24 Hour News 8 obtained the records Wednesday through the Freedom of Information Act.
MSP says that on Feb. 12, Cameron Smith, Troy Petersen and Dustin Wesche cut down telephone lines and a few hundred feet of live electrical lines that ran along CR-388 in Columbia Township and then stripped the copper from the line.
Records from MSP’s investigation show that shortly after the wires were stolen, Smith scrapped 118 pounds of copper at a Grand Rapids scrap yard and got $242 in return. Additionally, Peterson scrapped a total of 2,671 pounds of lead-coated copper wire and copper wire for nearly $1,867.
In addition, records from the same scrap yard show that between June 2014 and February 2015, Smith scrapped a total of 139,357 pounds of metal — mostly lead-coated copper wire, insulated wire and copper — worth some $115,202.
The MSP records say Smith admitted he had stolen some copper in Coldwater about a month before the CR-388 incident.
Also according to MSP records, Consumers’ investigation showed that Smith had been fired from a previous job last summer after some copper wire went missing — though Smith’s former employer could never prove he stole it.
An Michigan State Police detective testified before a judge in February that Smith admitted he, Petersen and Wesche were out on Feb. 12 looking for old telephone wires to steal for copper. He said they meant to steal the more valuable telephone wire that was hanging below the live Consumers lines, but that during the process two electrical lines touched and started to melt, so he had to cut them down.
Smith, Wesche and Petersen each face charges of felony larceny between $1,000 and $20,000 and destruction of property — both five-year felonies. Smith and Wesche turned themselves in to police in early March and were formally charged. Police still haven’t been able to track down Petersen, who has a previous conviction for copper theft out of Wyoming from 2013.
Consumers Energy discovered the theft after it was notified of a power outage in Grand Junction. Several customers were without power for about four hours. The utility company said monetary damages totaled more than $3,100.

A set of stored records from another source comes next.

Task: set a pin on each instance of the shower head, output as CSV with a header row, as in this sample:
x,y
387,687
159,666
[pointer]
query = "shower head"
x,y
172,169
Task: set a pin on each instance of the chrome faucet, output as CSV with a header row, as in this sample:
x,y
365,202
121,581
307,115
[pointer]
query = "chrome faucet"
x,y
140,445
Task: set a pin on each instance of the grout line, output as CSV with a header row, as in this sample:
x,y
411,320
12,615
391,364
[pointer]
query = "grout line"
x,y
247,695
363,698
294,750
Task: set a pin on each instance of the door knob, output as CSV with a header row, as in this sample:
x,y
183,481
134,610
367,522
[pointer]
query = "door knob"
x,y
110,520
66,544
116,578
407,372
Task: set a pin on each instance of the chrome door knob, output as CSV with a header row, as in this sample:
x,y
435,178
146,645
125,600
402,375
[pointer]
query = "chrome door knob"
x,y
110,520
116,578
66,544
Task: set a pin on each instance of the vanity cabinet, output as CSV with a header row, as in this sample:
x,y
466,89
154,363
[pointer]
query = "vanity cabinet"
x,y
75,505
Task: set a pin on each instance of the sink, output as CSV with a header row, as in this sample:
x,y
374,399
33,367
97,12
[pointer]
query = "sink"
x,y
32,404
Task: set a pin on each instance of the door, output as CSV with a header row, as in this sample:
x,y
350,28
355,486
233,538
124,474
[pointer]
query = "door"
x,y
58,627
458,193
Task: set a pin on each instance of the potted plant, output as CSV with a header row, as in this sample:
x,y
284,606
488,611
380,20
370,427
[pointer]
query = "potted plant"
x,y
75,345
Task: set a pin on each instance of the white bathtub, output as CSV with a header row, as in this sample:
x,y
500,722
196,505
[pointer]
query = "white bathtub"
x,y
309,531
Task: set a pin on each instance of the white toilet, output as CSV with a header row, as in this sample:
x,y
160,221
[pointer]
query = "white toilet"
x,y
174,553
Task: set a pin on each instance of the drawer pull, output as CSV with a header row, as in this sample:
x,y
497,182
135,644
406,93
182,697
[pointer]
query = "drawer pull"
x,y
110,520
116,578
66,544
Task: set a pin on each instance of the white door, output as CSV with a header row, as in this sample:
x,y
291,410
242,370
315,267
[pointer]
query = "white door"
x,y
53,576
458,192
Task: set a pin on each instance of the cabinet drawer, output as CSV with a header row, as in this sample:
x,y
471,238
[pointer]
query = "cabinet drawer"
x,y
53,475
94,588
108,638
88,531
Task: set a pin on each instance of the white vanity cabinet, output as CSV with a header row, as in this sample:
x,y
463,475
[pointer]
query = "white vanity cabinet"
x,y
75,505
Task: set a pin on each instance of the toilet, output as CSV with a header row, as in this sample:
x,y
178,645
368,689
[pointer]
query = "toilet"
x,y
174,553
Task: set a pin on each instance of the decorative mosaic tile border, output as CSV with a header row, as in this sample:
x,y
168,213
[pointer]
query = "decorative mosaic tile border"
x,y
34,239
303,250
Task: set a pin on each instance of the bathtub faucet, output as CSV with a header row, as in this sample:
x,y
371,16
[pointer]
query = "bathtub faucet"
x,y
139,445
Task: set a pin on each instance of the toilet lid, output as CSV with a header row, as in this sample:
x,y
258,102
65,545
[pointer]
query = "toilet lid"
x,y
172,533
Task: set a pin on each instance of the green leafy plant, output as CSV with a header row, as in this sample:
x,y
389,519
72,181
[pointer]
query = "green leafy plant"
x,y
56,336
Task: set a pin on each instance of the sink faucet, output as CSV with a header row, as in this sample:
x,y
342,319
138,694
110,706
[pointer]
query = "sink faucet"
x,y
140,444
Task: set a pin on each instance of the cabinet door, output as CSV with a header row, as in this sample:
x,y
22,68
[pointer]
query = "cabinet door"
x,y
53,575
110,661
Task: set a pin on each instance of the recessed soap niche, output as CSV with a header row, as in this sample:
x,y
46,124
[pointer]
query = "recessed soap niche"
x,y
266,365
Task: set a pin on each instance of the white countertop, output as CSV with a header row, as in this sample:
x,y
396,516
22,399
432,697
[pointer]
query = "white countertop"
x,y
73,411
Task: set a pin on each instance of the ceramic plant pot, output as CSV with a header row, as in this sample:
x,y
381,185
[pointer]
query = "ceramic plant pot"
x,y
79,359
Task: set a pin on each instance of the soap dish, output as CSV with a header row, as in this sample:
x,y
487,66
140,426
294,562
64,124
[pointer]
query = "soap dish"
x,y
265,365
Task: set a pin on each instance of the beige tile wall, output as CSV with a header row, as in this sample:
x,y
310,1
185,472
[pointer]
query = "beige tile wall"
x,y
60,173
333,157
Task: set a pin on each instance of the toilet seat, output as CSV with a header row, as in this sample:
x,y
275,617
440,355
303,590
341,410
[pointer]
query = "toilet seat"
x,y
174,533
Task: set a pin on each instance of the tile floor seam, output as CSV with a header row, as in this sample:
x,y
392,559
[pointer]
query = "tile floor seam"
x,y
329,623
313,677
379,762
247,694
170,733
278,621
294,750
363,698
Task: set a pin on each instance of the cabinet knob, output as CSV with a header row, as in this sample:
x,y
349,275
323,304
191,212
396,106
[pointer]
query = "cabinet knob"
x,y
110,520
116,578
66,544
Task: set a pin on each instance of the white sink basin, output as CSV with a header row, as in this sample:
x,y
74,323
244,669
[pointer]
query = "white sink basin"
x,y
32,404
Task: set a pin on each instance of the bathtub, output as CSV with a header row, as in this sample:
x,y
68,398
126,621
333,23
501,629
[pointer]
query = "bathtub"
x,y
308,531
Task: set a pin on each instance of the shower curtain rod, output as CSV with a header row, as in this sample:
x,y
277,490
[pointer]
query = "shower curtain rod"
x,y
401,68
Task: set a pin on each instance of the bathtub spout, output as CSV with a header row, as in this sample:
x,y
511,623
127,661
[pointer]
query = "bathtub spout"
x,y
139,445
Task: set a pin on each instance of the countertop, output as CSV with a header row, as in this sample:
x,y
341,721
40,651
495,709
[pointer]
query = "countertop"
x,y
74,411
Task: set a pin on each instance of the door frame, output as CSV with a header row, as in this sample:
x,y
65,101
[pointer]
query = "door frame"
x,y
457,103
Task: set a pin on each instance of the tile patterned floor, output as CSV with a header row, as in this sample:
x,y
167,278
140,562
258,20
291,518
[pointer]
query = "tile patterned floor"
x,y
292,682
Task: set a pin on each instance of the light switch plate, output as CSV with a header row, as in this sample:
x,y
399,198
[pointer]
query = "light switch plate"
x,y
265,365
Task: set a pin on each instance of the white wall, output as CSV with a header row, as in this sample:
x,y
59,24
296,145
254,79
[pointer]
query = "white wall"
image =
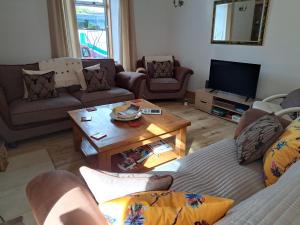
x,y
153,26
279,56
24,35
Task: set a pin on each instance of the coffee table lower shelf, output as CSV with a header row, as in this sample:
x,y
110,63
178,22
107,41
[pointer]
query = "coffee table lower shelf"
x,y
149,164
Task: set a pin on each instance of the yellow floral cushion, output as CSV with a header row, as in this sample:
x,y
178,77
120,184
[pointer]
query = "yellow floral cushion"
x,y
165,207
284,153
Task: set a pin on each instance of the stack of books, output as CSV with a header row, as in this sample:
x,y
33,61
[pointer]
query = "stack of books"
x,y
133,157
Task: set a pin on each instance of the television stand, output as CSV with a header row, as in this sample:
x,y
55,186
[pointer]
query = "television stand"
x,y
225,105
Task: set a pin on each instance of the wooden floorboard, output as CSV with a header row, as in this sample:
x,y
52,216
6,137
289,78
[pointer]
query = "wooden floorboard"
x,y
205,130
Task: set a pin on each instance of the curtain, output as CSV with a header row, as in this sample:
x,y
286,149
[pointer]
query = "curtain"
x,y
128,52
63,28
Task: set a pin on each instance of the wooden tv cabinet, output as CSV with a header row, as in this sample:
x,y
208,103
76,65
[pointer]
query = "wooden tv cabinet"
x,y
222,104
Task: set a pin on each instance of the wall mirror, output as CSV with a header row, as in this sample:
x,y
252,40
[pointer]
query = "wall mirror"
x,y
239,22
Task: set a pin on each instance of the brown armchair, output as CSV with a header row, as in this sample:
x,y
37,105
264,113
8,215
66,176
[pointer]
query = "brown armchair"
x,y
164,88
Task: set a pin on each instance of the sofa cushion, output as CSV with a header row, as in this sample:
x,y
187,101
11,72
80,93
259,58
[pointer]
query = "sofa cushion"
x,y
283,153
251,116
39,86
96,78
164,84
292,100
161,69
108,64
106,186
103,97
277,204
24,112
257,138
214,170
11,79
165,208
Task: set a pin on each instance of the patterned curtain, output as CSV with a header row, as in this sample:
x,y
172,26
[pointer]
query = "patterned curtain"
x,y
63,28
128,38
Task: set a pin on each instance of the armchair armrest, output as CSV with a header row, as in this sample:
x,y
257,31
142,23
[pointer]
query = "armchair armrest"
x,y
181,72
60,197
4,110
274,97
288,111
130,81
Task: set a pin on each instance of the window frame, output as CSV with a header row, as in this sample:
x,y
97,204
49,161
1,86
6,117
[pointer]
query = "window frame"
x,y
106,6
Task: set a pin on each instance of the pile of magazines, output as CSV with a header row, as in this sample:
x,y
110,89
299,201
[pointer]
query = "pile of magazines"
x,y
137,156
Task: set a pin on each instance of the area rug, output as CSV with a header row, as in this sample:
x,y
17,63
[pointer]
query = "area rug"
x,y
20,171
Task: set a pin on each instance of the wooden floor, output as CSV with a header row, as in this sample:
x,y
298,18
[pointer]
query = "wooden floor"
x,y
204,131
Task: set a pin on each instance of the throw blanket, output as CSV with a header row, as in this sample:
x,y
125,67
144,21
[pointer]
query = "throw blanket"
x,y
214,170
65,70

The three suspects were identified after police released surveillance images of them at a nearby gas station on the day of the theft.
Smith contacted 24 Hour News 8 just after the surveillance photos were released and initially said the whole thing was a misunderstanding and that he removed the lines because they were damaged and dangerous. He later told 24 Hour News 8 that he had not been completely honest about what happened and that his “reasons for being there were financially motivated.”